2- This client connect with others server's and we don't receive any TCP ZeroWindow;

 

3- According to the picture, the window of the client is overlap by the window of the server. On steps 1, 2 and 3, the client send a 140b data and has a window of 360, leaving only 220bytes, but in the next send, the window is 260 and not 220, so the client took the window size from the server. It's that or am I wrong? Thank you very much again.

 

 

 

1) It is the responsibility of the application to fetch data from the TCP receive buffers. Since the buffer decreases to 0 and (assuming from your information) does not get back to a normal value, it is the application that is at fault here. It does not fetch data from the TCP receive buffer. So it's logical that the "zero window" condition vanishes as the application is restarted. However, the exact cause of the lockup does not go away that way.

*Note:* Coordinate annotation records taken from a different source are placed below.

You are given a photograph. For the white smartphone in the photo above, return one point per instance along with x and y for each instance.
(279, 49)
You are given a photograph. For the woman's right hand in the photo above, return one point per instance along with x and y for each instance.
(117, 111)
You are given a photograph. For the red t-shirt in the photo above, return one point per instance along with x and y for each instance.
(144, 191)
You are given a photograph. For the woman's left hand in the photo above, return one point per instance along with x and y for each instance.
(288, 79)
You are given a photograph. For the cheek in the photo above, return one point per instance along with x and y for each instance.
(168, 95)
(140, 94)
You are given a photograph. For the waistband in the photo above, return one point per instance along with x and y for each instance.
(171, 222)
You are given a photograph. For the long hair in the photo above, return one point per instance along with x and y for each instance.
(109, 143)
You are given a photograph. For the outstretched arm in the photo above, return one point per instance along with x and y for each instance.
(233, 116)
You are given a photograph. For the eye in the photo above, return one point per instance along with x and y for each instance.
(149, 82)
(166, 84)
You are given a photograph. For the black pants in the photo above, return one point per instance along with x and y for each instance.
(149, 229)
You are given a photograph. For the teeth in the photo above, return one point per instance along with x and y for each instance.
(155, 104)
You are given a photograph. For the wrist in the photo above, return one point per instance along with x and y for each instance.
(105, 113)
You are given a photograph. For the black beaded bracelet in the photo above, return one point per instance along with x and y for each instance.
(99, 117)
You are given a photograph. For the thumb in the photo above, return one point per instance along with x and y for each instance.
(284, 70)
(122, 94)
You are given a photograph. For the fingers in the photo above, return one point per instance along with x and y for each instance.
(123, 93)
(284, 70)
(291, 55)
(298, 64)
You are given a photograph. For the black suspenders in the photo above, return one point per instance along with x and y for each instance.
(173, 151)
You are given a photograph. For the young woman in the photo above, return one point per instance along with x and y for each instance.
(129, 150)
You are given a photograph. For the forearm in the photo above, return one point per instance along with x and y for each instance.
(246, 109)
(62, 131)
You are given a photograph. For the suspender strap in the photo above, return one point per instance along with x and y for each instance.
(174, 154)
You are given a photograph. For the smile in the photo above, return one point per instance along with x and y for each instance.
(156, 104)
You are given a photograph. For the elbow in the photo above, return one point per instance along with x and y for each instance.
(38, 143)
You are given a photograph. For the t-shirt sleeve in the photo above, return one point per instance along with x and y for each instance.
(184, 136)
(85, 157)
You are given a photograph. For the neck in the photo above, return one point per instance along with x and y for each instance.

(08 Nov '10, 06:22) SYN-bit ♦

2) As it's an application problem, communication to other servers will not be affected. Unless the same application runs on other systems without problems. Then you need to look for the specifics on the faulty server. If not, then you need to troubleshoot the application.

3) I don't think the picture is any good, for one thing, the ACK's of the server don't seem to free buffer space on the client, which of course it should be doing.

(08 Nov '10, 06:22) SYN-bit ♦

Plinio, it's important to separate the send versus receive window sizes. Remember, you cannot see the send window size in the packet traces. Only the RECEIVE window sizes are visible in the packet trace files. Things to keep in mind are: 1) Typically SEND and RECEIVE window sizes are set equally. So whatever your RCV window size is, that's the SEND window size as well. 2) The WIN field in the packet trace is ALWAYS the RECEIVE window size. It has nothing to do with what it can send.

3) TCP is a two way communication. So often it helps if you analyze the flow in one direction.

(08 Nov '10, 07:25) hansangb

4) The RCV window size tells the SENDER what the RECEIVER can take. In other words, RCV window is the throttling mechanism used by the RECEIVER. 5) The SEND window is the throttling mechanism for the sender. If it runs out of the SEND window size, it has to stop (regardless of the receiver's RCV window size).

6) The SENDER has to stop if the RECEIVER advertises a zero window.

When the application removes the data from the TCP stack, the stack will advertise the new window size as appropriate. There are some rules about when it can advertise this, but don't worry about that for now.